1 可以通过编译进内核和动态加载内核模块来将驱动模块加载，调试过程中后者比较常用。

2 相关命令： insmod rmmod modinfo lsmod dmesg modinfo cat /proc/devices cat /proc/moduls

3 内核模块程序结构：

　　1 模块加载函数 --- module_init (initial_function) 其中initial_functon 常用__init修饰

　　2 模块卸载函数 --- module_exit (cleanup_function) 其中cleanup_functon 常用__exit修饰

　　3 模块许可声明 （必须) --- MODULE_LICENSE ("DUAL BSD/GPL");

　　4 模块参数（可选）--- module_param

　　5 模块导出符号 （可选）--- EXPORT_SYMBOL (add_interger);

　　6 模块作者等信息声明（可选）--- MODULE_AUTHOR MODULE_DEVICE_TABLE 等

4 内核模块的编译，简单示例如

##一定要注意内核版本与交叉编译工具链相一致，此处的内核目录是目标板的源码目录
obj-m += hello-ioctl.o
##多文件时加一句 modulename-objs := file1.o file2.o
ARCH ?= arm
CROSS_COMPILE ?= arm-linux-
KERNELDIR := /source/kernel/linux-2.6.35
all:
    make -C $(KERNELDIR) M=$(PWD) modules
clean:
    make -C $(KERNELDIR) M=$(PWD) clean

字符设备驱动：

一个字符设备驱动主要由驱动加载与卸载函数 和 file_operations结构体中成员函数组成。

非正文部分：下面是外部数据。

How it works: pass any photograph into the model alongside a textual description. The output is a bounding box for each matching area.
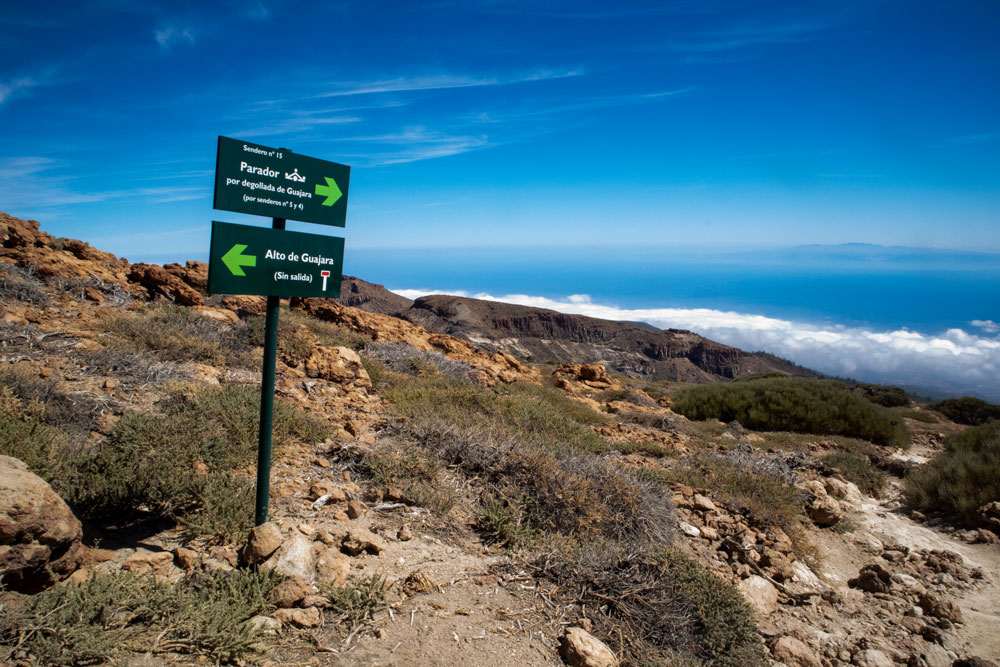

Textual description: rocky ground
[0,216,1000,667]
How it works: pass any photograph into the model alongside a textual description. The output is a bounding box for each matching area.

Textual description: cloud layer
[393,289,1000,402]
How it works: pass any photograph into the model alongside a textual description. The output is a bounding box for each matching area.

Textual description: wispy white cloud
[0,156,211,212]
[340,127,494,166]
[316,69,584,97]
[0,76,43,106]
[393,289,1000,401]
[153,25,194,51]
[669,22,833,55]
[969,320,1000,334]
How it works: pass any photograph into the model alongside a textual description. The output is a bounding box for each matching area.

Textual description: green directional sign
[215,137,351,227]
[208,222,344,297]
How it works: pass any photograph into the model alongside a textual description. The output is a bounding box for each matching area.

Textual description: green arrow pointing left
[222,243,257,276]
[316,176,344,206]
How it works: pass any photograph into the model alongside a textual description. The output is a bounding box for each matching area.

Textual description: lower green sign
[208,222,344,297]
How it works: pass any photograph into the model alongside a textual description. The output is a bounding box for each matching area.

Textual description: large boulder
[306,345,372,390]
[559,627,618,667]
[0,456,83,593]
[736,575,778,616]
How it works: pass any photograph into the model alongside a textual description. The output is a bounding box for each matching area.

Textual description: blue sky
[0,0,1000,400]
[0,0,1000,261]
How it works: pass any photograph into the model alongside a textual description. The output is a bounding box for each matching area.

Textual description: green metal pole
[254,218,285,526]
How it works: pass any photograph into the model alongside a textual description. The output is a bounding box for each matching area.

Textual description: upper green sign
[208,222,344,298]
[215,137,351,227]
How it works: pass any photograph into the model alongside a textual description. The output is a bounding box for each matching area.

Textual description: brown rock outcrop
[0,456,83,593]
[128,262,205,306]
[292,299,538,384]
[559,627,618,667]
[305,345,372,390]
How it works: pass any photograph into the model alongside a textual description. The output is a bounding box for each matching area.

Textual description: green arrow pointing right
[222,243,257,276]
[316,176,344,206]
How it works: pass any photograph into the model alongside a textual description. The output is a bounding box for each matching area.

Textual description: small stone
[699,526,719,540]
[559,627,618,667]
[771,635,823,667]
[208,546,240,567]
[316,548,353,588]
[341,528,385,556]
[243,521,281,565]
[261,533,316,582]
[677,521,701,537]
[250,615,281,635]
[347,500,365,519]
[309,479,347,503]
[174,547,201,570]
[122,551,174,574]
[691,493,717,512]
[918,593,963,623]
[267,577,312,609]
[847,563,892,593]
[853,648,893,667]
[736,575,778,616]
[274,607,323,628]
[892,572,927,595]
[299,595,330,608]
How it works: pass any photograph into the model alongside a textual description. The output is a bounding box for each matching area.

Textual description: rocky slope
[332,277,815,382]
[0,216,1000,667]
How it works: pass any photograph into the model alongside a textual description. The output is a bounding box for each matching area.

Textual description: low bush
[642,454,803,552]
[382,377,609,452]
[101,303,254,367]
[322,575,392,632]
[0,368,104,438]
[673,378,909,447]
[851,382,910,408]
[536,545,769,667]
[0,385,71,481]
[898,408,941,424]
[905,421,1000,525]
[0,570,278,665]
[402,420,675,546]
[820,452,886,498]
[931,396,1000,426]
[0,385,328,540]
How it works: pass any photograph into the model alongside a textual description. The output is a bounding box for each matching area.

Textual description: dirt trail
[861,445,1000,660]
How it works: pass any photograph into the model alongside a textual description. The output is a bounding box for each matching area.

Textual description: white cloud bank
[392,289,1000,402]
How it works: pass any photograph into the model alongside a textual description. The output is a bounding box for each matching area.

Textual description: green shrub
[322,575,392,632]
[383,377,610,452]
[820,452,886,498]
[905,421,1000,525]
[479,494,541,549]
[931,396,1000,426]
[0,571,278,665]
[673,378,909,446]
[642,454,802,540]
[0,386,70,482]
[52,385,328,539]
[898,408,941,424]
[102,303,254,367]
[536,544,769,667]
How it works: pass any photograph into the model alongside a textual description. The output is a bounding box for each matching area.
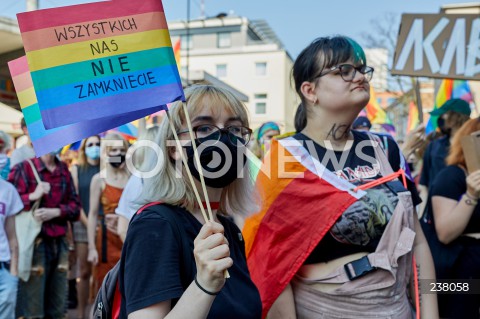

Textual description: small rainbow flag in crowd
[425,79,473,134]
[8,56,161,157]
[17,0,185,129]
[365,85,391,124]
[243,137,365,318]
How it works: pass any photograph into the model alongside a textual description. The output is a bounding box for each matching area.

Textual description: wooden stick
[182,102,230,278]
[182,102,214,222]
[165,111,208,222]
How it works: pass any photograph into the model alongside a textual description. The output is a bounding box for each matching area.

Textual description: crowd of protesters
[0,36,480,318]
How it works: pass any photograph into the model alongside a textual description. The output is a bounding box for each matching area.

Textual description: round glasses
[177,124,252,146]
[317,64,374,82]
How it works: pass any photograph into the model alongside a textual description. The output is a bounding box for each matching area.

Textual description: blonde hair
[141,85,258,216]
[133,125,159,168]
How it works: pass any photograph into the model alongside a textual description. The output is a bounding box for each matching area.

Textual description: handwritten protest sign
[17,0,185,129]
[8,56,161,157]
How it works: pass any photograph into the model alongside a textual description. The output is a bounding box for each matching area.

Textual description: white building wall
[182,46,298,131]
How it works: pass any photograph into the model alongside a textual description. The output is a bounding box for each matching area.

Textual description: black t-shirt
[420,136,450,187]
[119,205,262,319]
[428,165,480,234]
[293,131,421,264]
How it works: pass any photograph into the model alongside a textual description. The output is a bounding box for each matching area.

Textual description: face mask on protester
[85,145,100,160]
[185,132,245,188]
[107,154,125,168]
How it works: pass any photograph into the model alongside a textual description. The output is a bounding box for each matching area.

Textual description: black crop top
[293,131,421,264]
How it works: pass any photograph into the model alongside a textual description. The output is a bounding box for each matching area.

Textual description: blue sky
[0,0,468,58]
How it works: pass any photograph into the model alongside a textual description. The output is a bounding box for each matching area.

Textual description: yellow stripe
[17,86,37,109]
[27,29,172,72]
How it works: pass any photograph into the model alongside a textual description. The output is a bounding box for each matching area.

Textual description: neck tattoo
[327,124,350,141]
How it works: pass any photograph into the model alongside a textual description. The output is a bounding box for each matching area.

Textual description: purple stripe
[41,83,185,129]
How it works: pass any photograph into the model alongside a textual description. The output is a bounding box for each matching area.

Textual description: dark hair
[292,36,367,132]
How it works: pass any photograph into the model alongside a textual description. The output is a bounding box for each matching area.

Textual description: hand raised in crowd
[193,222,233,293]
[28,182,50,201]
[402,123,426,157]
[87,248,98,266]
[33,208,60,222]
[467,169,480,198]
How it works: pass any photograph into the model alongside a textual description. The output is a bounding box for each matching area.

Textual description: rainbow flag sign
[8,56,162,157]
[242,137,365,318]
[17,0,185,129]
[425,79,473,134]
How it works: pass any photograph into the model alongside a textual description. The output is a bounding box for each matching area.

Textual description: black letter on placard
[118,56,130,72]
[92,61,105,76]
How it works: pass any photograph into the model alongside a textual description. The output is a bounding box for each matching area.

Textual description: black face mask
[107,155,125,168]
[185,133,246,188]
[437,117,452,136]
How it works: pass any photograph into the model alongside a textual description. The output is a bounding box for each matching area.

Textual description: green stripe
[32,47,175,92]
[22,103,42,124]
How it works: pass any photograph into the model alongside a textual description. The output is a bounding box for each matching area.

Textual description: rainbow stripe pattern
[425,79,473,134]
[8,56,162,157]
[17,0,185,129]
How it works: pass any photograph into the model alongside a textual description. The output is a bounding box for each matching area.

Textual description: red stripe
[136,202,162,215]
[248,171,356,317]
[17,0,163,32]
[8,55,30,78]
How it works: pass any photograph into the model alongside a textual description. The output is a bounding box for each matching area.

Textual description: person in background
[87,133,130,291]
[112,125,159,241]
[119,85,261,319]
[352,116,372,132]
[419,99,472,211]
[0,131,12,180]
[69,135,100,318]
[427,118,480,319]
[8,152,80,318]
[249,122,280,159]
[10,118,35,167]
[0,178,23,319]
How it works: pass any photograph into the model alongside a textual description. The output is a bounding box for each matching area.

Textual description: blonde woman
[119,85,261,319]
[88,133,129,291]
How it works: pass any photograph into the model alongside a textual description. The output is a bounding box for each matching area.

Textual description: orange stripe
[22,12,168,52]
[242,140,306,257]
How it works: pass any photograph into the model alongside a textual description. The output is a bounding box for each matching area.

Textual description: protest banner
[391,14,480,80]
[8,56,162,157]
[17,0,185,129]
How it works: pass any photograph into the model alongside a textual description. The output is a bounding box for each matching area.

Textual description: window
[254,93,267,115]
[217,64,227,78]
[255,62,267,76]
[255,102,267,114]
[180,35,193,50]
[217,32,232,48]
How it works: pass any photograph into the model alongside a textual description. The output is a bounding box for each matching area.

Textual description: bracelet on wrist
[195,275,220,296]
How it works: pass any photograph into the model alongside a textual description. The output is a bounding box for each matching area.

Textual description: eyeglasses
[87,142,100,147]
[316,64,374,82]
[177,124,252,146]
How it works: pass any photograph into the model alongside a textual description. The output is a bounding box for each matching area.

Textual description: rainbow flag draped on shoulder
[17,0,185,129]
[243,137,365,317]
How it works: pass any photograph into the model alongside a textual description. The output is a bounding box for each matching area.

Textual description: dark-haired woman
[245,36,438,319]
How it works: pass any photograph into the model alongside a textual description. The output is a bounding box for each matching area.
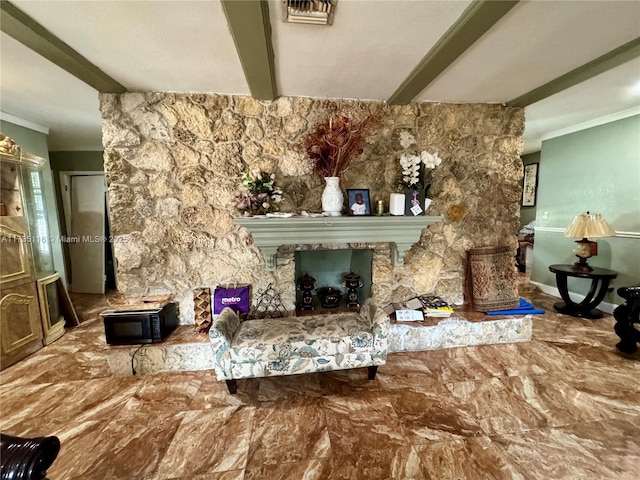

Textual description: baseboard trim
[529,282,618,315]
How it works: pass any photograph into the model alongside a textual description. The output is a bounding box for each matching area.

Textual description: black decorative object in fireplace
[318,287,342,308]
[342,270,363,308]
[298,273,317,310]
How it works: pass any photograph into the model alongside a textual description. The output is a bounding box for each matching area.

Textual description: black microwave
[100,303,178,345]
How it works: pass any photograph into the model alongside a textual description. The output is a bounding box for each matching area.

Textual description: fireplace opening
[294,249,373,315]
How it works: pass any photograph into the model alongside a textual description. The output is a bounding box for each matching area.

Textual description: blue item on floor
[485,298,544,315]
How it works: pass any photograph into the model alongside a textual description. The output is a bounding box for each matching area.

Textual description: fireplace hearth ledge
[234,215,442,272]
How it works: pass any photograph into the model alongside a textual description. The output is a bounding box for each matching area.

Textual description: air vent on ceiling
[282,0,338,25]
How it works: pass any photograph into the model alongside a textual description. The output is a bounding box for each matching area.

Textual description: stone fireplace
[100,93,524,323]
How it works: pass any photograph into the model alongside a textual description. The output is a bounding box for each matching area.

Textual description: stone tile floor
[0,285,640,480]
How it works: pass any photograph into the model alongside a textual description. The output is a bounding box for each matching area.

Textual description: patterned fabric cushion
[229,313,373,363]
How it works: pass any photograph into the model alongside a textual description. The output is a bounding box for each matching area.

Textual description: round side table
[549,265,618,320]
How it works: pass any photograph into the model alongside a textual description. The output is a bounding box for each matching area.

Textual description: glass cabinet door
[20,165,55,278]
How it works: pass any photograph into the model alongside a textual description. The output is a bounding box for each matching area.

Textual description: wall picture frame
[522,163,540,207]
[347,188,371,216]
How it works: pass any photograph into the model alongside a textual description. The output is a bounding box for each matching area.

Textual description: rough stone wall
[100,93,524,323]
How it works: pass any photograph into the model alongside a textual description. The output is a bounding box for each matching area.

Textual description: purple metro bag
[213,285,251,315]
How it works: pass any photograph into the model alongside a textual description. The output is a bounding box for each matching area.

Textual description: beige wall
[100,93,524,322]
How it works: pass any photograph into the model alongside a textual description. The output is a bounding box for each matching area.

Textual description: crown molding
[540,106,640,141]
[0,0,127,93]
[0,110,49,135]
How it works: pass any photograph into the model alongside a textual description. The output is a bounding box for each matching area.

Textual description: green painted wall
[531,115,640,304]
[0,120,67,285]
[49,152,104,284]
[520,152,540,227]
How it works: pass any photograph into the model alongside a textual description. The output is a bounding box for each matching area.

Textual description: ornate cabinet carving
[0,217,42,368]
[0,134,57,369]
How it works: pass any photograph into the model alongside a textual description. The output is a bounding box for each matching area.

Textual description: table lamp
[564,212,616,272]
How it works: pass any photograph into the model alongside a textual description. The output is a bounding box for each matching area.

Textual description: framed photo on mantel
[522,163,539,207]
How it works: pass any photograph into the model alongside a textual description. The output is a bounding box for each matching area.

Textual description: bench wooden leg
[225,379,238,395]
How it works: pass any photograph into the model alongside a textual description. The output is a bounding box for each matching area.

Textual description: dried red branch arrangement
[304,112,381,177]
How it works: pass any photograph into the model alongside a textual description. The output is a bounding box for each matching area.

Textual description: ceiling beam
[387,0,518,105]
[222,0,278,100]
[0,0,127,93]
[507,37,640,107]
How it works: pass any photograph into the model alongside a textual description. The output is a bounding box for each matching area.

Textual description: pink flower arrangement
[235,170,282,216]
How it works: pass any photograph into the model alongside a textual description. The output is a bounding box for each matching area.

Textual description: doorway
[60,172,113,294]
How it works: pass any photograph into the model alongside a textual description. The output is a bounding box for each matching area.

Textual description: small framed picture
[347,188,371,215]
[522,163,538,207]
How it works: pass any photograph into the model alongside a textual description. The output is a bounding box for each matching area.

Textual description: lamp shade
[564,212,616,238]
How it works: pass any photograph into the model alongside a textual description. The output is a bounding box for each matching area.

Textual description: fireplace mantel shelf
[234,216,442,271]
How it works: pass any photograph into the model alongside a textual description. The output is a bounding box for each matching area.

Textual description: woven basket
[467,246,520,312]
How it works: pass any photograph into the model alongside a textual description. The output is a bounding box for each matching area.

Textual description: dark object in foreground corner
[224,365,378,394]
[0,433,60,480]
[613,286,640,354]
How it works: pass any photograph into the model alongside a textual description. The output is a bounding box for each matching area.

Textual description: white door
[69,175,106,294]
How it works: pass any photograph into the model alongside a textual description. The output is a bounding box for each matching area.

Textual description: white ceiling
[0,0,640,153]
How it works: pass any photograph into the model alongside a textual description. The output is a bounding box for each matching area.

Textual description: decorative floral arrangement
[400,150,442,197]
[236,170,282,215]
[304,112,380,177]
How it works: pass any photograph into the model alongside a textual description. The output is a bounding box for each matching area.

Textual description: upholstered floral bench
[209,303,389,394]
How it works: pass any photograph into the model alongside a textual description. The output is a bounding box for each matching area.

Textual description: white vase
[322,177,344,217]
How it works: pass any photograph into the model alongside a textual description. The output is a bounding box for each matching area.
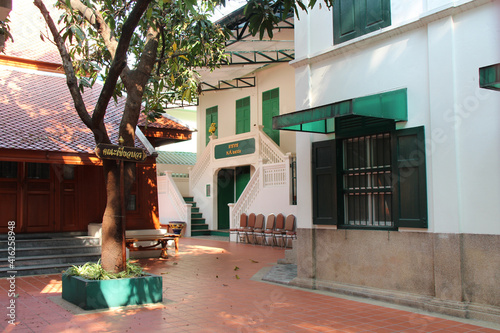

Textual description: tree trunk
[101,160,136,273]
[101,160,125,273]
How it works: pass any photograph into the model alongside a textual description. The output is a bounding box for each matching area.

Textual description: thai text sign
[95,143,148,162]
[215,138,255,159]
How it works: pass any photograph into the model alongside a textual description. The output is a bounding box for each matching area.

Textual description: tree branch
[70,0,118,58]
[34,0,93,130]
[92,0,152,132]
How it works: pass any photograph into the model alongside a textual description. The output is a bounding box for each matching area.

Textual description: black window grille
[342,133,394,228]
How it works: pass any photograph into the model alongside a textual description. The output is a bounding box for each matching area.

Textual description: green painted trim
[214,138,255,159]
[479,64,500,90]
[332,0,391,44]
[273,88,408,134]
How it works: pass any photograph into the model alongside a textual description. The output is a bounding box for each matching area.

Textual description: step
[210,230,229,237]
[0,261,97,278]
[191,217,205,225]
[0,245,101,259]
[191,224,208,233]
[0,236,99,250]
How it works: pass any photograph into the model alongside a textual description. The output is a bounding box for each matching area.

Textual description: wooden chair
[252,214,265,245]
[273,213,285,247]
[229,213,247,243]
[261,214,276,245]
[243,213,256,243]
[282,214,297,247]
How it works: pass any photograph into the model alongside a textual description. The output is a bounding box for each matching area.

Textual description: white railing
[158,171,191,236]
[229,154,291,228]
[262,163,289,187]
[229,168,261,228]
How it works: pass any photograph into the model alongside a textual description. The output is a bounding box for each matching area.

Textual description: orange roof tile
[0,1,190,153]
[0,68,125,153]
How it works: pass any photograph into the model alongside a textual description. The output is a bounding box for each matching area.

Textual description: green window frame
[333,0,391,44]
[312,124,427,230]
[262,88,280,146]
[236,97,250,134]
[205,105,219,145]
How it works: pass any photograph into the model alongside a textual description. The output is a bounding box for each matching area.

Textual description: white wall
[197,63,295,156]
[293,0,500,234]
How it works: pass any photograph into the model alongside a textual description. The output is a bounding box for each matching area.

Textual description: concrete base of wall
[291,228,500,323]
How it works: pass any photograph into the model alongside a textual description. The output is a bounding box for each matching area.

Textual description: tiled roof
[4,0,62,64]
[0,1,190,153]
[156,151,196,165]
[0,67,125,153]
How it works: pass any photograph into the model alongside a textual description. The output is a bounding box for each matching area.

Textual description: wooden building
[0,2,191,233]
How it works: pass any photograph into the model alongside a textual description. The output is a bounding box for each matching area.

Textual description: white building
[159,8,297,236]
[274,0,500,322]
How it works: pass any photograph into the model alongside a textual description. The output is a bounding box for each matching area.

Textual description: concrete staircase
[0,233,101,278]
[184,197,210,236]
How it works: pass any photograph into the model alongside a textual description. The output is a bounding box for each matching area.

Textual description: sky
[211,0,247,21]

加载模块中主要完成设备号的申请和cdev的注册，而在卸载函数中英实现设备号与cdev的注销。

file_operations结构体成员函数是字符设备驱动与内核的接口，大多数字符设备驱动都会实现

read(), write()和ioctl()函数。

下面使用一个虚拟的globalmem设备来说明字符设备驱动的编写过程：

#include <linux/module.h>
#include <linux/types.h>
#include <linux/fs.h>
#include <linux/errno.h>
#include <linux/mm.h>
#include <linux/sched.h>
#include <linux/init.h>
#include <linux/cdev.h>
#include <asm/io.h>
#include <asm/system.h>
#include <asm/uaccess.h>
#include <linux/slab.h>//for kfree
#include <linux/kernel.h>

#define GLOBALMEM_SIZE 0x1000
#define MEM_CLEAR 0x1
#define GLOBALMEM_MAJOR 250
#define GLOBALMEM_MAGIC 'j' //for the command of ioctl
#define MEM_CLEAN_IO (GLOBALMEM_MAGIC, 0)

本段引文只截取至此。